Local services will be a key offering from hotels to guests
Hotel guests don’t travel to a hotel simply for that pleasure. They want to experience as much of their destination as possible, and it can only be in the hotels favour if they help a guest do this. But as AccorHotels has done, it’s also a chance to profit from non-guests.
SiteMinder says: While it may not be the first thing that comes to mind when thinking of industry forecasts, it could be one of the most important. In its basic form, it allows hoteliers the ability to promote surrounding services to their guests, but also their hospitality services to non-guests. Offerings can include bouquet deliveries, yoga or other fitness classes provided on-site, food deliveries, or pay-by-the-hour car rental services. Accommodation-sharing platforms like Airbnb place a huge emphasis on local experiences. If hotels can be hosted on Airbnb, via a partnership such as the one SiteMinder and Airbnb just announced, it could significantly improve their revenue opportunities.

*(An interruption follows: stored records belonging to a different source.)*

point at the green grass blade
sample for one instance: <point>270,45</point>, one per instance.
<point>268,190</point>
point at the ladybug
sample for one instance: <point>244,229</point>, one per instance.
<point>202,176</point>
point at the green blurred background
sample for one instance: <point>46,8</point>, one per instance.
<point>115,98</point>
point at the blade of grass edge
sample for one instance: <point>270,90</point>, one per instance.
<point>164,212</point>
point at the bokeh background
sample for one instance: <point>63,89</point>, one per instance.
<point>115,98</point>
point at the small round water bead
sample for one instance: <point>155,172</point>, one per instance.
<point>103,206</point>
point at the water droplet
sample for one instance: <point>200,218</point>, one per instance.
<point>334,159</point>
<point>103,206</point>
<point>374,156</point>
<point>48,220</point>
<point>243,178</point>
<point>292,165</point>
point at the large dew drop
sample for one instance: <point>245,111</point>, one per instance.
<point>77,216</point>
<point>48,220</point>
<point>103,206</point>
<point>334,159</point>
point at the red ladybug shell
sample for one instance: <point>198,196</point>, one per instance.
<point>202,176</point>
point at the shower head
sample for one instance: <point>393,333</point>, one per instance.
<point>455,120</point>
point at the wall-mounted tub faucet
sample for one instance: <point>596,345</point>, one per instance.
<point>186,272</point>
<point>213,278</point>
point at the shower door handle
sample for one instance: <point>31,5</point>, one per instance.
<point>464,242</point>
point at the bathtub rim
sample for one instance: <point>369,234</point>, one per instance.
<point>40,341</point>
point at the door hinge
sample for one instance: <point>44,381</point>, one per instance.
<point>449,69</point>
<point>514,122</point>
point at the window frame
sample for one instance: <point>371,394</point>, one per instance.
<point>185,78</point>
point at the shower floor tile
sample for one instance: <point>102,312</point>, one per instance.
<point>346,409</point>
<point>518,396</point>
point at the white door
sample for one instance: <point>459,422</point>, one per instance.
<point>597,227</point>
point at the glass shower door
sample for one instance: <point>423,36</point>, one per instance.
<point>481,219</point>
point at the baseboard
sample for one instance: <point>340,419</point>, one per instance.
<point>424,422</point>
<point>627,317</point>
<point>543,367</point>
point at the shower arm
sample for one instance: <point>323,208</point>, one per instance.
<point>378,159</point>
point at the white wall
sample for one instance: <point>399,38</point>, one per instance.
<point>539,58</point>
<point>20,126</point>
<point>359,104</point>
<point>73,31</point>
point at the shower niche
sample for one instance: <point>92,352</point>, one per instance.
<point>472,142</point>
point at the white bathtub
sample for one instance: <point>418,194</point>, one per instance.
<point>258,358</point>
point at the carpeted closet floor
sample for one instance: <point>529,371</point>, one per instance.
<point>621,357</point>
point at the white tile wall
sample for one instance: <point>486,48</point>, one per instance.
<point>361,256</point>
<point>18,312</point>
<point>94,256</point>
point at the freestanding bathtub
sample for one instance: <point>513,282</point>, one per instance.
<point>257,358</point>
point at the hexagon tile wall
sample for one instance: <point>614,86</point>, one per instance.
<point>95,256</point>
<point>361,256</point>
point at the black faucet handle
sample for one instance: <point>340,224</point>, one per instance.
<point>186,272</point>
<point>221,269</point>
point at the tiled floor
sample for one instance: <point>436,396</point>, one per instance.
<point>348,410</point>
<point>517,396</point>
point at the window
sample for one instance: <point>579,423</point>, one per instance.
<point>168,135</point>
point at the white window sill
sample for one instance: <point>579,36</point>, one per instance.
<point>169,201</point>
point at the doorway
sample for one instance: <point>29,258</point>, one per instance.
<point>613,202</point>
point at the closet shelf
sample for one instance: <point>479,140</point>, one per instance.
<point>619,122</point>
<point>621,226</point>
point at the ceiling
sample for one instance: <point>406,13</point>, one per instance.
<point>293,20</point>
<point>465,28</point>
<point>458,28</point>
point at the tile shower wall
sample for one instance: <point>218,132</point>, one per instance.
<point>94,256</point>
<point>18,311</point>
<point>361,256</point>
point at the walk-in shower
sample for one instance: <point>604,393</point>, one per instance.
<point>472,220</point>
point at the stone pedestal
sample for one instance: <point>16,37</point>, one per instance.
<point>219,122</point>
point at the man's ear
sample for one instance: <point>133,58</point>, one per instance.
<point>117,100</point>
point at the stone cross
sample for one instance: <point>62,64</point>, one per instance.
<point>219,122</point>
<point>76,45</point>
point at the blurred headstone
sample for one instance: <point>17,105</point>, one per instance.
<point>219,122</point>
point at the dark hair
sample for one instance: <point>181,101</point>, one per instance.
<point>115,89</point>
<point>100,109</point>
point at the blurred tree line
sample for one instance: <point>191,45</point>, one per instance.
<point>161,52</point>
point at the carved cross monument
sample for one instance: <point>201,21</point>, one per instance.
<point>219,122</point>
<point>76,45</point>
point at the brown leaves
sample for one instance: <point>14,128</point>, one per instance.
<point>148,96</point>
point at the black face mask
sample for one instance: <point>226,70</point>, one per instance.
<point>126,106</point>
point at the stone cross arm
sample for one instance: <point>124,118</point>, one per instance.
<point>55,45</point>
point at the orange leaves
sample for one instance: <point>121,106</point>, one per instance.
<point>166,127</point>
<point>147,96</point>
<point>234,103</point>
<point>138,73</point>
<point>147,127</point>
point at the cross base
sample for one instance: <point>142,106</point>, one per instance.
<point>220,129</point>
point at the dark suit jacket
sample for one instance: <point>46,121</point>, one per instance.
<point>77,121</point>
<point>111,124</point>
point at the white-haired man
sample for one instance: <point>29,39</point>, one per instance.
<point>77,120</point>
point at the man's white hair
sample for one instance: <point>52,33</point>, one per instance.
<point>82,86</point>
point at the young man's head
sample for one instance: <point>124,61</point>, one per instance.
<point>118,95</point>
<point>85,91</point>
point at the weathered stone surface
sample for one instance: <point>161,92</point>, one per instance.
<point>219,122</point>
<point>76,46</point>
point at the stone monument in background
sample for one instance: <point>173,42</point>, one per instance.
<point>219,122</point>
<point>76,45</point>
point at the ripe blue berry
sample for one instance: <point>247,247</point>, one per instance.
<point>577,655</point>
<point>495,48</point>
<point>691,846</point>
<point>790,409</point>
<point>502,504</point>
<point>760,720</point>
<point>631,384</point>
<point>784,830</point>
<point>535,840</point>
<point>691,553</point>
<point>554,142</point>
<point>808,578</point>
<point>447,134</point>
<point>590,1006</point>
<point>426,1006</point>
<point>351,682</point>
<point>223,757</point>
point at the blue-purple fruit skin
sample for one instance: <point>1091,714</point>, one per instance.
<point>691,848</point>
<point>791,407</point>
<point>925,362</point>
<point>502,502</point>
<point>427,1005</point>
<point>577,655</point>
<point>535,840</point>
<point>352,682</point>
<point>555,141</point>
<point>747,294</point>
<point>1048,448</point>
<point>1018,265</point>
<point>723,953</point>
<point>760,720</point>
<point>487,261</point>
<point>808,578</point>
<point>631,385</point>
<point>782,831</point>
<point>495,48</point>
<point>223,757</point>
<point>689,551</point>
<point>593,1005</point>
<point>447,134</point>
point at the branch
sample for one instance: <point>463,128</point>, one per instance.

Environmentally conscious hotels will have an increasing advantage
As travellers increasingly look to derive meaning from their travel, spending money on hotels that are aware of, and support, the local environment is seen as one avenue to do this. Even back in 2014 this was apparent in the attitudes of travellers, who were willing to pay more for a sustainable hotel.
SiteMinder says: There’s no doubting the increasing awareness around environmentalism among travellers. More than ever, eco-conscious travellers are searching for authentic experiences that leave a positive impact on the surrounding area, rather than a negative one. It’s going to be a lasting demand from global travellers so hotels should make efforts to improve their sustainability, for the benefit of the environment and their guests’ peace of mind.